> For the complete documentation index, see [llms.txt](https://playground.e107sk.com/llms.txt). Markdown versions of documentation pages are available by appending `.md` to page URLs; this page is available as [Markdown](https://playground.e107sk.com/google-ads-plugin/reference/permissions.md).

# Permissions

**The entire plugin admin area is restricted to the main administrator.** Other administrators — even those who can manage plugins — cannot open it.

This is deliberate, and it is worth understanding why.

## Why

The plugin stores raw HTML and JavaScript and writes it into your pages **exactly as entered, with no filtering whatsoever**. That is not an oversight; it is the only way to store Google's snippet intact. AdSense code contains `<script>` tags and attributes that e107's content filter would otherwise strip out, which would leave you with code that looks right in the admin but silently does not work.
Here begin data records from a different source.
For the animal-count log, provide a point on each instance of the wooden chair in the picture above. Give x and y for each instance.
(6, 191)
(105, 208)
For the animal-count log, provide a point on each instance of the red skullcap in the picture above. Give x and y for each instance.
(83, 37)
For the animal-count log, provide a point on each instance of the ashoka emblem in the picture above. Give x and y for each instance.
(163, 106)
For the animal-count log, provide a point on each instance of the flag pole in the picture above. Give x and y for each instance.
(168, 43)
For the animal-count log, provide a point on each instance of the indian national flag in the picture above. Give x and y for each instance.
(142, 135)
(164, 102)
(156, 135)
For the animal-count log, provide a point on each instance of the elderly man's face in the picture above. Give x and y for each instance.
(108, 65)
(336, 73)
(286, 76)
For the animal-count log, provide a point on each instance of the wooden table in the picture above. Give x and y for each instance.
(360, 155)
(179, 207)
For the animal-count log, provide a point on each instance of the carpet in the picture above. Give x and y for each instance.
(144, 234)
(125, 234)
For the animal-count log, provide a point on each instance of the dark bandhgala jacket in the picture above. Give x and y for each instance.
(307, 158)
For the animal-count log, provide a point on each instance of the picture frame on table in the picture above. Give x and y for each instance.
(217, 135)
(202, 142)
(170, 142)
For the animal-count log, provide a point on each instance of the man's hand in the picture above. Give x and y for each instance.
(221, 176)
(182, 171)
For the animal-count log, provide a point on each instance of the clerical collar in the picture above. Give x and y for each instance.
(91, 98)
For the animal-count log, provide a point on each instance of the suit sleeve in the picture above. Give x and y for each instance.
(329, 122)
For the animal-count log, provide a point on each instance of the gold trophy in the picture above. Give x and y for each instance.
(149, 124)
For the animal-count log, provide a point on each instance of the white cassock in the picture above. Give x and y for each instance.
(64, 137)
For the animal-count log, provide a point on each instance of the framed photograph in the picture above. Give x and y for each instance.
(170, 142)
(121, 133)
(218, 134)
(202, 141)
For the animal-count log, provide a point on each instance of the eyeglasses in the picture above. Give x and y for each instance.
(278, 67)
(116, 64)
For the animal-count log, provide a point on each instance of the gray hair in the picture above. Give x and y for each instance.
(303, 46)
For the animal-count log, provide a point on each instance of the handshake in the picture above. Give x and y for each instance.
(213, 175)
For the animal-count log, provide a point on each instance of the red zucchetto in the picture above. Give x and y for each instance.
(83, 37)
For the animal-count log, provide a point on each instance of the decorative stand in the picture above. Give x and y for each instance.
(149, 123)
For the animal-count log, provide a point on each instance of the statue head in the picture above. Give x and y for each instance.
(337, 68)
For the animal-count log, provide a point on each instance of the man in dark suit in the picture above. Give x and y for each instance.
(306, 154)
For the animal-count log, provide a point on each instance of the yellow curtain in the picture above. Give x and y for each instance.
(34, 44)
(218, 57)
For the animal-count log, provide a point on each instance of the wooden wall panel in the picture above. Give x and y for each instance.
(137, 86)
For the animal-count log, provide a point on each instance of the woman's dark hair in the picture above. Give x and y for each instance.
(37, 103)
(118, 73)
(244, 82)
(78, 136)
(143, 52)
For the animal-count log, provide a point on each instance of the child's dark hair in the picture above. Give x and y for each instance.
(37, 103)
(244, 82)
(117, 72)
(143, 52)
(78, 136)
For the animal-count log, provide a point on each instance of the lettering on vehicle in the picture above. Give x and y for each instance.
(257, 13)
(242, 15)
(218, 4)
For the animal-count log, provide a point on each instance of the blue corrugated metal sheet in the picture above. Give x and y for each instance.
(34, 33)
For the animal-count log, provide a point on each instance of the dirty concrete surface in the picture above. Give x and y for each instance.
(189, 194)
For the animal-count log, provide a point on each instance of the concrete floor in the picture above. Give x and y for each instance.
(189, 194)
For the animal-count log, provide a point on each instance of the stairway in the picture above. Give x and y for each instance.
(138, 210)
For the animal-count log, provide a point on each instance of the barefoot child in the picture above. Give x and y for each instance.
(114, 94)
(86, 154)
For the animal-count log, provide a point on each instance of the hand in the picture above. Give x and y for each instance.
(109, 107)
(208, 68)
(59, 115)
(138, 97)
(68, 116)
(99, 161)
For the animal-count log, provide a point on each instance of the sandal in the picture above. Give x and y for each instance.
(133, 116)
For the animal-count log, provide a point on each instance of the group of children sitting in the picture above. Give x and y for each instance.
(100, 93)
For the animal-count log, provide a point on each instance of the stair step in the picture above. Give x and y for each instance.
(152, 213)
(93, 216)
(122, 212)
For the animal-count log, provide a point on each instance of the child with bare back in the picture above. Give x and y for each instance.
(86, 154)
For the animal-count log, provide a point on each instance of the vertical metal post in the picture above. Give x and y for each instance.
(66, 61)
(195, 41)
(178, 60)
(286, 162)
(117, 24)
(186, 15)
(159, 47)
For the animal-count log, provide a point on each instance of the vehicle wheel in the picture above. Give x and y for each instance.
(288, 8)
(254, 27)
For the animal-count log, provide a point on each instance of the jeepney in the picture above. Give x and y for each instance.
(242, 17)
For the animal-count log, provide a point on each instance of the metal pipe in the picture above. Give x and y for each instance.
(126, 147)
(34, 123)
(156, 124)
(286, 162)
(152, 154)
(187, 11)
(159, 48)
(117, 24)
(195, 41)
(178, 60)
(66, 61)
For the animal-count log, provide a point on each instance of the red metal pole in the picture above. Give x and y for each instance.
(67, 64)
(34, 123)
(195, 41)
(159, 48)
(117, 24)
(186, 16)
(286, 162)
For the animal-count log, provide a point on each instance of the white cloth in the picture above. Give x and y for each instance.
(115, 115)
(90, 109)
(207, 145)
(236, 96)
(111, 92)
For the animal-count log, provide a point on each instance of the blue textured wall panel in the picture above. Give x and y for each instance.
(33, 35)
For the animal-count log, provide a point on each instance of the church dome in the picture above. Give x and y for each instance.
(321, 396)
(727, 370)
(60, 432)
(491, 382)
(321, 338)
The consequence is that anyone who can edit these fields can run arbitrary JavaScript on every page of your site, for every visitor. That is not a permission to hand out casually.
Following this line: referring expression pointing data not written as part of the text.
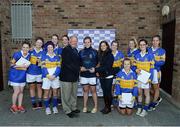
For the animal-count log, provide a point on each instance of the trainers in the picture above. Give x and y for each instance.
(14, 109)
(138, 111)
(143, 113)
(84, 110)
(76, 111)
(48, 111)
(34, 106)
(94, 110)
(158, 101)
(39, 105)
(59, 102)
(21, 109)
(55, 110)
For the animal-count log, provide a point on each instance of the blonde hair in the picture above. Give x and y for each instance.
(135, 41)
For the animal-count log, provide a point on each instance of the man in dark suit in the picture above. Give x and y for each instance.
(69, 77)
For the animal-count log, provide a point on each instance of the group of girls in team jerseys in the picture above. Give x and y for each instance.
(117, 74)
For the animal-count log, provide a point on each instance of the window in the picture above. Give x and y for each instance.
(21, 20)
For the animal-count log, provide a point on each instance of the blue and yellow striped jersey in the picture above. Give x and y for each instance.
(35, 68)
(159, 56)
(18, 75)
(126, 83)
(48, 62)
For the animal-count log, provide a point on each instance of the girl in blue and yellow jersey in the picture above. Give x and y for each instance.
(58, 52)
(88, 60)
(159, 56)
(117, 65)
(17, 77)
(132, 50)
(34, 73)
(50, 73)
(144, 61)
(126, 83)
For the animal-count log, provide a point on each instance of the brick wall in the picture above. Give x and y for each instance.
(129, 17)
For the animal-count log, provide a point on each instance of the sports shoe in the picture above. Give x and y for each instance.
(76, 111)
(48, 111)
(21, 109)
(59, 102)
(143, 113)
(34, 106)
(158, 101)
(39, 105)
(14, 109)
(84, 110)
(138, 111)
(94, 110)
(55, 110)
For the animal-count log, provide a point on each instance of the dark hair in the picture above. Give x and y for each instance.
(114, 41)
(50, 43)
(27, 43)
(135, 42)
(156, 36)
(143, 40)
(55, 35)
(87, 38)
(126, 59)
(40, 38)
(107, 50)
(66, 37)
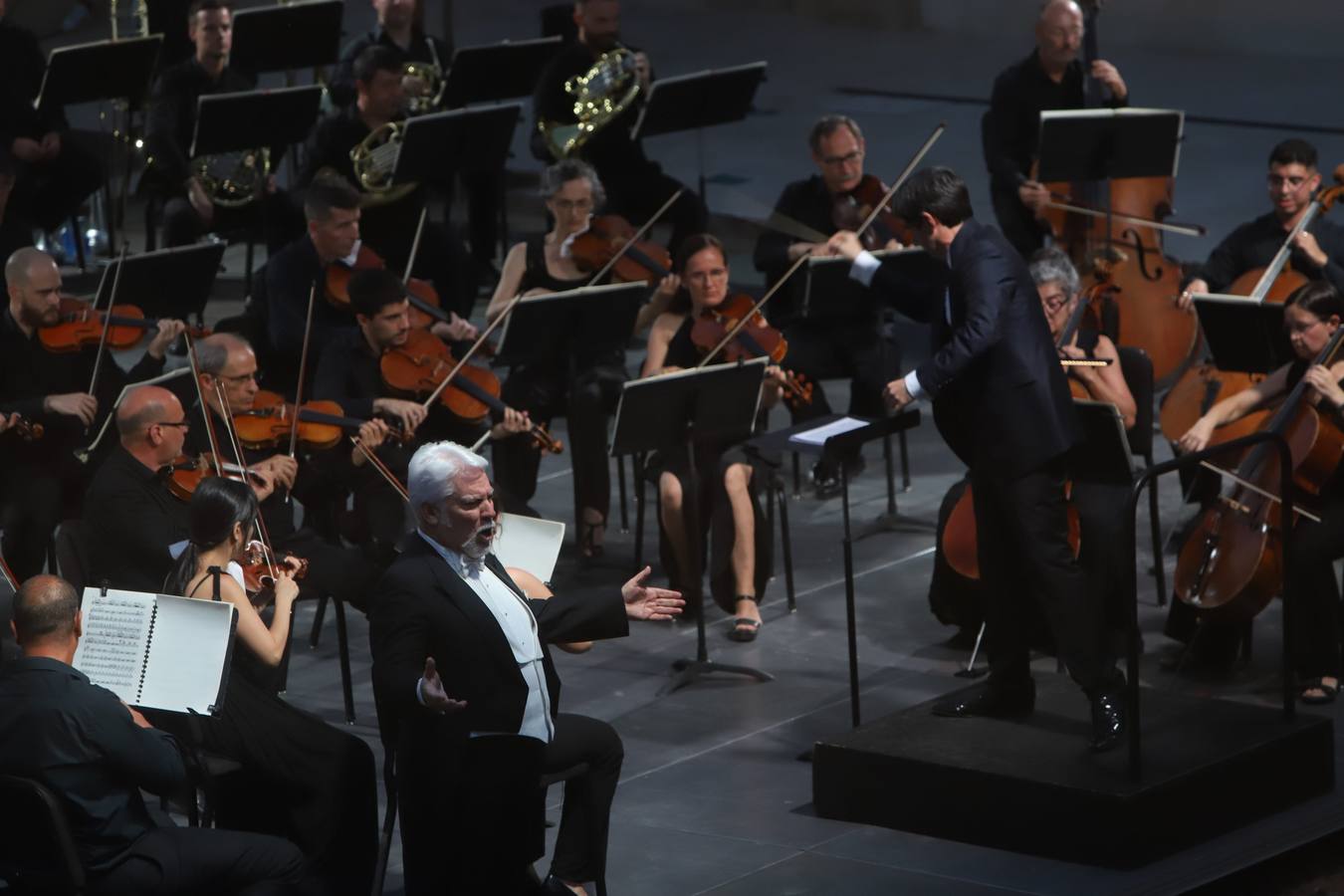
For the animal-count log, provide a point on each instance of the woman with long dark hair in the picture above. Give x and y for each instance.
(300, 778)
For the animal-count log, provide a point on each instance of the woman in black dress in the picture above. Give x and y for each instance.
(728, 503)
(302, 778)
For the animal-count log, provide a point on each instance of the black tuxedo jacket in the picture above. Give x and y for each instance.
(1001, 398)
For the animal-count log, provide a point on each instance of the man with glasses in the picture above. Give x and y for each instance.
(1317, 251)
(844, 334)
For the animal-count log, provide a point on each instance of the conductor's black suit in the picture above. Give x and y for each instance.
(471, 806)
(1002, 403)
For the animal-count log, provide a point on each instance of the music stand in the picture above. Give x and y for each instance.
(1243, 336)
(496, 72)
(684, 410)
(190, 269)
(839, 438)
(304, 35)
(546, 327)
(698, 101)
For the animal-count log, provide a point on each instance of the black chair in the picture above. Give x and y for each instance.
(37, 846)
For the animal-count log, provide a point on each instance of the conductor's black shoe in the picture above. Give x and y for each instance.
(991, 699)
(1110, 719)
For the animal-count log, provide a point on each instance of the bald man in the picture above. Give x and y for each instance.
(96, 754)
(1051, 77)
(41, 483)
(130, 518)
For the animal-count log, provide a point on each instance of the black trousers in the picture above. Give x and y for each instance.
(204, 861)
(1023, 551)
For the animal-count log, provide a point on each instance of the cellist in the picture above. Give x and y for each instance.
(1310, 318)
Restricting the plugin to the main administrator is what makes storing unfiltered code an acceptable trade rather than a hole.

## What this means in practice

* Only the main administrator can add, edit or delete ad units.
* Only the main administrator can change the preferences.
* Other administrators do not see the plugin in their admin menu, and cannot reach it by typing the address directly.

## Do not work around it

If you find yourself wanting to grant a second administrator access, be clear about what you are granting: the ability to inject any JavaScript, anywhere on the site. There is no partial version of this permission — reading the ad code and writing it are the same capability, because the code *is* the content.

If you genuinely need to delegate ad management, the safer answer is to give that person the AdSense account access and have the main administrator paste the resulting code.